At the Lakmé Fashion Week 2025 x FDCI, artisans take the runway
The Hindu
Indian artisans step into the spotlight at Lakmé Fashion Week, challenging traditional narratives with authenticity and innovation.
Indian fashion is entering an era of quiet reckoning — one where the silent hands behind couture’s most intricate weaves and prints are finally stepping into the light. For decades, artisans remained the invisible scaffolding of Indian fashion’s most-celebrated narratives. Now, the script is shifting. At Lakmé Fashion Week x FDCI’s March 2025 edition, this shift felt not only palpable but overdue too. In a special show, titled Design Craft Presents Artisan Designers of Somaiya Kala Vidya, master craftspeople emerged not as footnotes but as the headline.
Established in 2014, Somaiya Kala Vidya (SKV), situated in Anjar, Kutch, is a pioneering institution that flips the script on how we view artisans and design. Founded on the belief that the custodians of India’s textile legacy deserve more than just seasonal patronage, SKV empowers traditional artisans with the tools of modern design, branding, and entrepreneurship — without asking them to abandon their roots.
Unlike urban design schools that often view craft through an outsider’s lens, SKV is embedded within the artisan community. It offers structured, culturally sensitive education to master artisans — many of whom have inherited centuries-old techniques of weaving, dyeing, or embroidery. The curriculum, taught in the local language and tailored around the artisans’ calendars, balances aesthetics with market relevance.
The runway bore witness to a powerful confluence of tradition, technique and self-expression anchored by five artisan-led labels: Ajrakh Gharana by Zaid Khatri, Alaicha by Amruta Vankar, Elysian by Mubbasirah Khatri, Musk by Muskan Khatri, and Neel Batik by Shakil Ahmed. Each collection offered a distinct voice, rooted in heritage yet unafraid to play with silhouette, colour, and context.

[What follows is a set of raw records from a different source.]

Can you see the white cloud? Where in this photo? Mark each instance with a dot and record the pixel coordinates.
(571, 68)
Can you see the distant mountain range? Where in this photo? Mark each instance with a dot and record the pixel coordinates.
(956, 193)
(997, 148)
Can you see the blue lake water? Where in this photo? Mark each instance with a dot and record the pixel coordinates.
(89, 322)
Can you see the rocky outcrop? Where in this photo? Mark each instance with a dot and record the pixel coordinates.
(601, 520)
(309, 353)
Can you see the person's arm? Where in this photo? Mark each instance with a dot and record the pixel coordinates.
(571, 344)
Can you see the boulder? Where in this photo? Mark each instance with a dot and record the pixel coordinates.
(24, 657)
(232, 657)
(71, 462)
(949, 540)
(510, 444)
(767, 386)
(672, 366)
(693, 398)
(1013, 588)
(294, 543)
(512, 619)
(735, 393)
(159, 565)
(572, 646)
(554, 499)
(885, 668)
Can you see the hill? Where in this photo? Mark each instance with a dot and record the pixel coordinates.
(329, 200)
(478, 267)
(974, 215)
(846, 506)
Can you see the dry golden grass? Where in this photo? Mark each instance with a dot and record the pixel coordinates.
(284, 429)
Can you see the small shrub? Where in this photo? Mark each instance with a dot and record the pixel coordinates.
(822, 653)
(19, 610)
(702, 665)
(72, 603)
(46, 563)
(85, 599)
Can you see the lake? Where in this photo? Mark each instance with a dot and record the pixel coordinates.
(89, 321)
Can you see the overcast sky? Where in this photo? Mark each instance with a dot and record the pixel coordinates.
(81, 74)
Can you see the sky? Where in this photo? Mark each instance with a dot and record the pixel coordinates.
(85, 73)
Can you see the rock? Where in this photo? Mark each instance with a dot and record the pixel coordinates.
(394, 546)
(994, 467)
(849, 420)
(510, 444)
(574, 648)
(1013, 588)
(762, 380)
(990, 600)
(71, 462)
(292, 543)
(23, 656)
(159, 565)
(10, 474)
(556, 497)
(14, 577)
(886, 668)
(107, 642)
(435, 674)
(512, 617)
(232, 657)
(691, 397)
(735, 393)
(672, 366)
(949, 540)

With ajrakh as the centre of attraction, Zaid Khatri’s Eternal Ajrakh collection for his label Ajrakh Gharana was a journey from the past to the present and then into the future. It was a poetic reflection on time, layering ajrakh’s storied geometry with sleek, contemporary tailoring. His work asked a poignant question: Can tradition stretch into the future without losing its soul? Judging by his restrained yet evocative presentation — indigo jackets layered over fluid separates — the answer felt like a resounding yes.
Amruta Vankar’s Alaicha drew from her mashru weaving legacy, translating the tactile language of handloom into quiet luxury. Her palette was earthy, her cuts clean — each look paid an ode to rhythm and repetition, the two things every weaver knows intimately.
Mubbasirah Khatri (the only female ajrakh artisan and artisan designer in Kutch) designed the Anatomy collection for the label Elysian. Mubbasirah turned to ajrakh presenting a softer, dreamier take on the resist-dye technique. There was romance in her folds — fluid dresses in pastel tones, dotted with the signature clusters of tie-dye that whispered of patience and precision.